The particle size produced by Turbo XEs ranges from 10 to 40 microns. In this range, there is a probability of experiencing slightly wet floors (near the unit) for most interior applications.
Turbo XEs have an unique adjustable flowmeter control that produces a range of average particle sizes.
Particles measuring 50 microns or smaller will usually evaporate before hitting the floor. “Mother Nature’s” fog averages 5 to 10 microns in size.
Whether your floors become wet or stay dry is largely dependent on the amount of fogging output and the unit’s mounting height. The fine-line between maximizing fog output and maintaining floor dryness is usually achievable. Every customer has different needs and this is why the adjustable flowmeter control is a key feature.

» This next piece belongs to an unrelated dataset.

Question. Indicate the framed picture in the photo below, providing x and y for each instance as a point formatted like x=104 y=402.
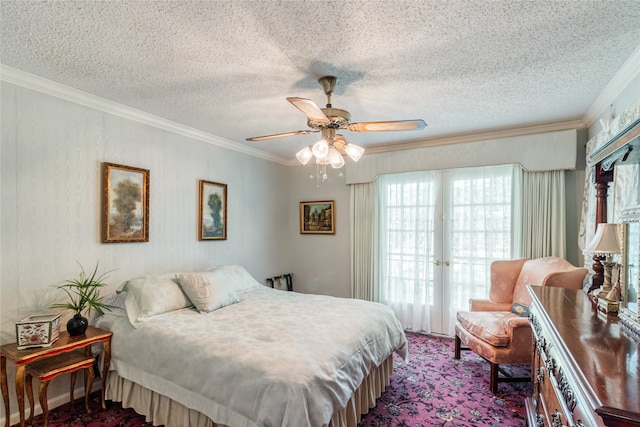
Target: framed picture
x=317 y=217
x=213 y=211
x=125 y=204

Even the smallest fog particles can collide with others and result in fallout, while Turbo XEs also have occasional water drops fall from their housing. It's important to consider these factors when installing fogging equipment. We recommend suspending units up high and where there is no sensitive equipment directly underneath.
The Turbo XE-2000 works for most applications and is the unit we recommend most often.

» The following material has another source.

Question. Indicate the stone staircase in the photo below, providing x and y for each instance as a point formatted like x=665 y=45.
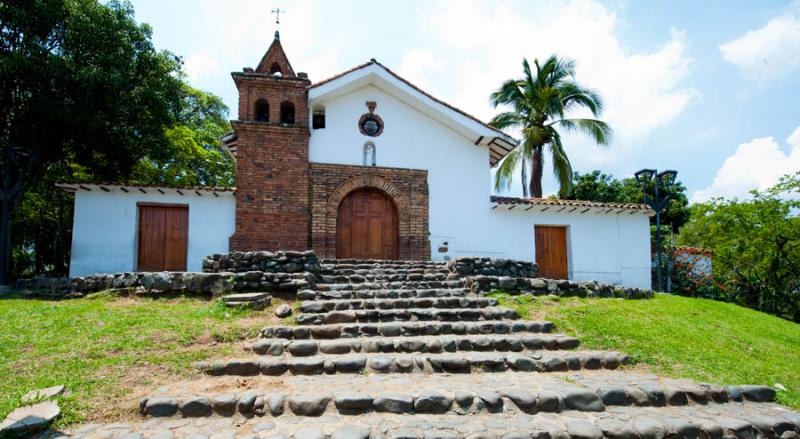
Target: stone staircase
x=391 y=349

These larger units produce better quality fog, especially at higher flow rates. The main reason to consider a smaller unit would be to use in a small room application. You can use our Sizing Calculator to help you determine the appropriate HP fan.

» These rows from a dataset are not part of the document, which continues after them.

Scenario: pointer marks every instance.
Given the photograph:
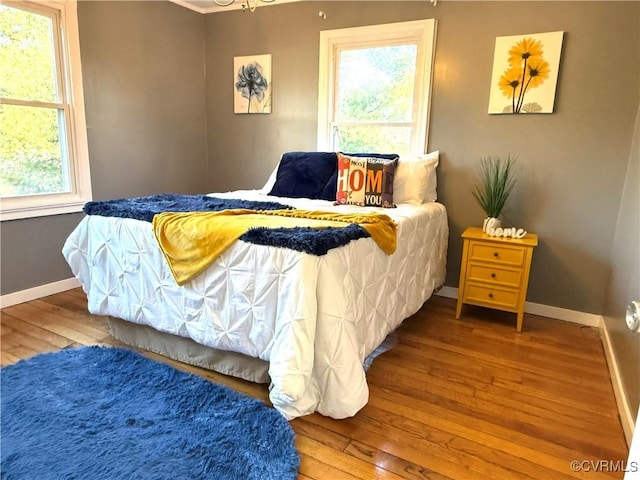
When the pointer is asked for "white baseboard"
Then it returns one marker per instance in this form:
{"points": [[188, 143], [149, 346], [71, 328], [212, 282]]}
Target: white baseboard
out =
{"points": [[38, 292], [543, 310], [591, 320], [624, 409]]}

The optimal placement of Turbo XEs is high, overhead and out of reach, and oriented to propel fog in the direction of air flow.
When considering where to install the fans, look for large, open areas up high. Allow adequate clearance directly in front of the fans, or objects that are too close could become wet and result in dripping. A Turbo XE aimed to propel fog horizontally will produce a downward arc in its fog pattern. Placing units higher allows more time for particles to evaporate as they fall, keeping floors drier. Mounting the equipment up high may allow for removal of the front guard and increased fogging output, requiring fewer units for large applications.